None of us want to spend a long time saving and investing our hard earned dollars only to see large chunks of it disappear towards the tax man. In an ideal world we would get to keep all of our returns on our money, but unfortunately this is rarely the case and very often, when you do use a tax free investment scheme, there are high penalties to pay in tax if you cash in early. A tax free investment is not always a tax efficient investment.
You may consider investing in a tax free municipal bond. These are safe and you are guaranteed your return at the end of the investment period, plus your tax free interest sum at the end of each year. However, the return on your investment is not going to particularly good. You would be wise to consult a specialist advisor, or at least use an investment calculator, to see just what your return would be, less the tax, on a low taxed investment plan. The interest gained may be more than the tax lost and this could be a good tax efficient investment.
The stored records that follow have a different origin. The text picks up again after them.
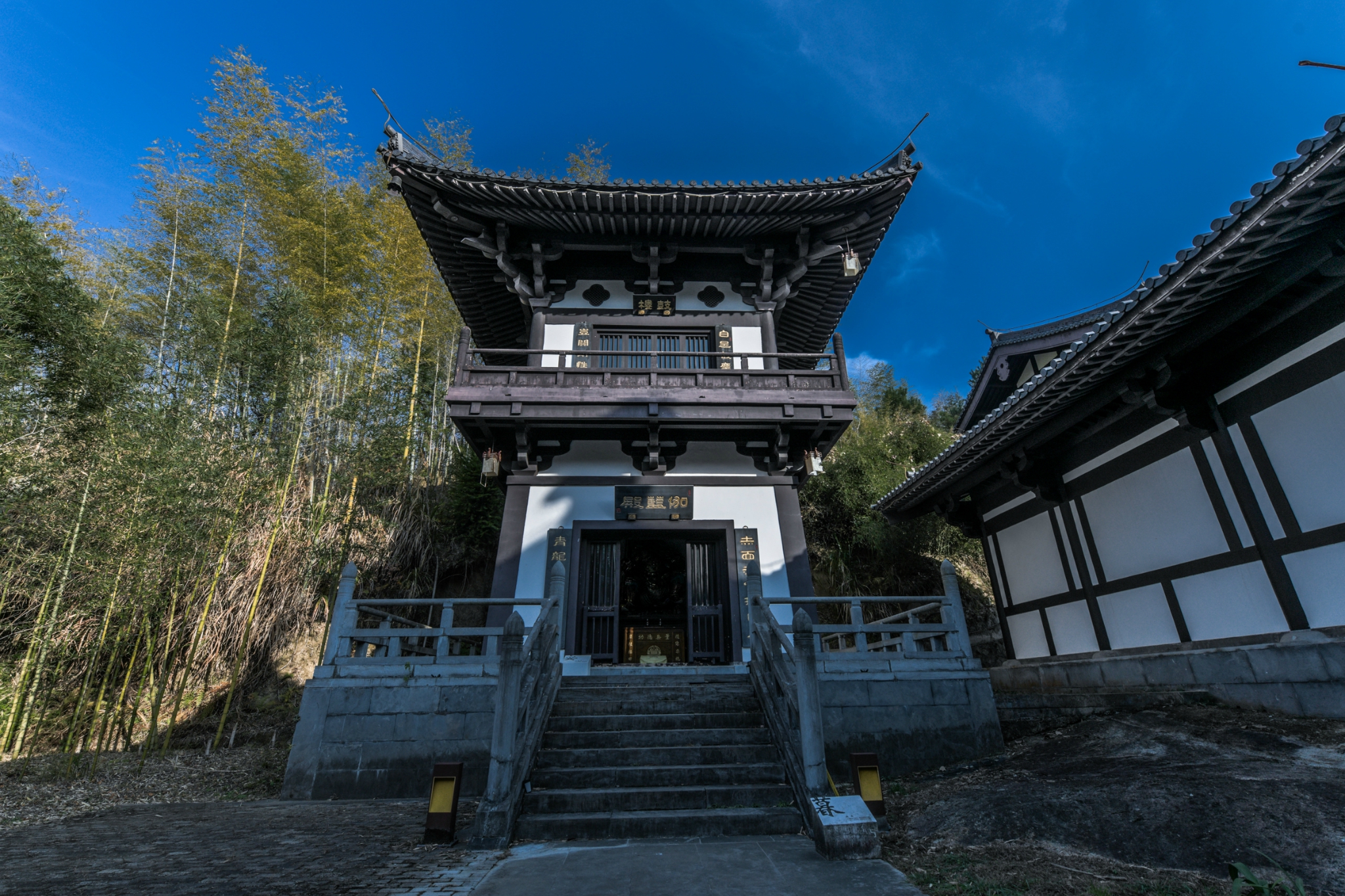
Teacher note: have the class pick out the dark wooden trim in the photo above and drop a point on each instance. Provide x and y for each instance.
(1294, 544)
(1279, 581)
(653, 480)
(1088, 540)
(1278, 500)
(1046, 628)
(1003, 574)
(1060, 550)
(1090, 593)
(1179, 617)
(1216, 498)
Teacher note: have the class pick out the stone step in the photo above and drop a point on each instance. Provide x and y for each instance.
(761, 773)
(649, 721)
(591, 800)
(682, 822)
(685, 756)
(655, 738)
(655, 692)
(645, 707)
Retirement investment accounts can vary when it comes to tax. Some are tax deductible and some are tax deferred. If you are wise and do some shopping around you may well be able to come up with a retirement plan which fits into both categories and becomes a very tax efficient investment. There are a number of options whether you are self employed or part of an employer sponsored scheme. In some of these latter plans you may have the benefit of combined tax deductible and tax deferred plans and some of these even have the added bonus of an employer contribution scheme where they contribute to the plan for you. Some companies go as far as matching their employee’s contributions. These are great for the employees and can result in a very happy retirement!
Another tax efficient investment is a tax managed fund. These are very low turnover funds and are long term investment plans. These funds are often rated by their turnover rate and the lower the rate the lower the tax. This turnover rate is usually included on fund reports and if you keep you eyes open for a turnover rate of under 80, then you can be sure of a low tax investment. Index funds are similar in that they have low turnover and therefore capital gains and taxes are proportionately low.
There are many specialists who make it their job to hunt out tax efficient investment schemes and with the popularity of the internet increasing daily, it is easy to use a search engine to locate some of these companies and individuals. Investment is a very complex subject and it is easy to invest in an unsuitable scheme that will not bring you the best returns for your particular circumstances. Make sure that you are fully aware of all the possibilities before putting your hard earned cash into a scheme. Then all you have to do is be patient!